The EU referendum has conclusively proven to have heightened partisan tensions and exposed a fragmentation of political opinion, both in Westminster and throughout the country.
The complex and wide ranging set of issues that the debate entailed has meant that opinion is not split by traditional demographic lines. It is thus extremely difficult for an MP to be fully representative of the views of all of their constituents on this issue.
There are also a few MPs, including myself, who face the reality of being a Leave MP who represents a constituency with a Remain district. Some may argue that this represents a conflict of interest, but I do not see this as the case.
I strongly disagree that I am blindly at odds with the majority of my constituents. Although 52% voted to Remain, fewer than 2,500 votes prevented my constituency of Lewes from being Leave.
To suggest that 2,500 votes is the difference between an MP being at odds with one’s constituents, and an MP being a champion of their constituency’s principles is a shallow argument. It also seems to neglect the interests of the minority group, and thus is a divisive and unhelpful way to view the relationship between a Leave MP and Remain constituency.

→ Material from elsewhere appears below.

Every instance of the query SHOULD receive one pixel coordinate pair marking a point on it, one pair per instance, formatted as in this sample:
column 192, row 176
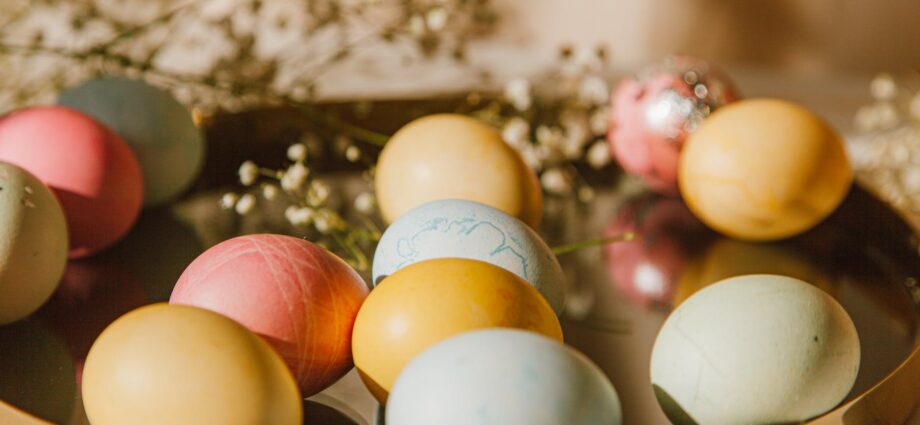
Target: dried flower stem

Instead, it would be far more beneficial to look at what unites both groups.
The referendum result must be respected, and the UK must leave the European Union. Any rational Remainer would accept this notion and consequently hope for the UK to get the best possible deal. This is a common desire with all Leave voters.
So as a representative for all of my constituents, I must consider the concerns of both Leave and Remain supporters, and address them appropriately.
In my constituency, there are some unanimous concerns, such as immigration. However due to the geographic diversity of Lewes, there are various combinations of rural, urban and coastal challenges that must be addressed.
For example, there are farmers who are concerned about whether the single farm payments they receive from the EU will be ensured by the government. Similarly, the universities and students are anxious about whether the rights of EU students to study in the UK will be guaranteed. Conversely, the fishermen in the coastal towns are eager to regain their independent fishing rights – free from EU bureaucracy – as quickly as possible.
These are all industries and individuals who have different views concerning the referendum and completely different concerns, all of whom I must represent.
To suggest that there is a conflict of interest between a Leave MP and a Remain constituency is to suggest that one must only act in representation for the majority.
I am an MP for all of my constituents, and as a member of the select committee for exiting the European Union, I will make sure that the views of all of my constituents will be considered when scrutinising the government’s exit strategy.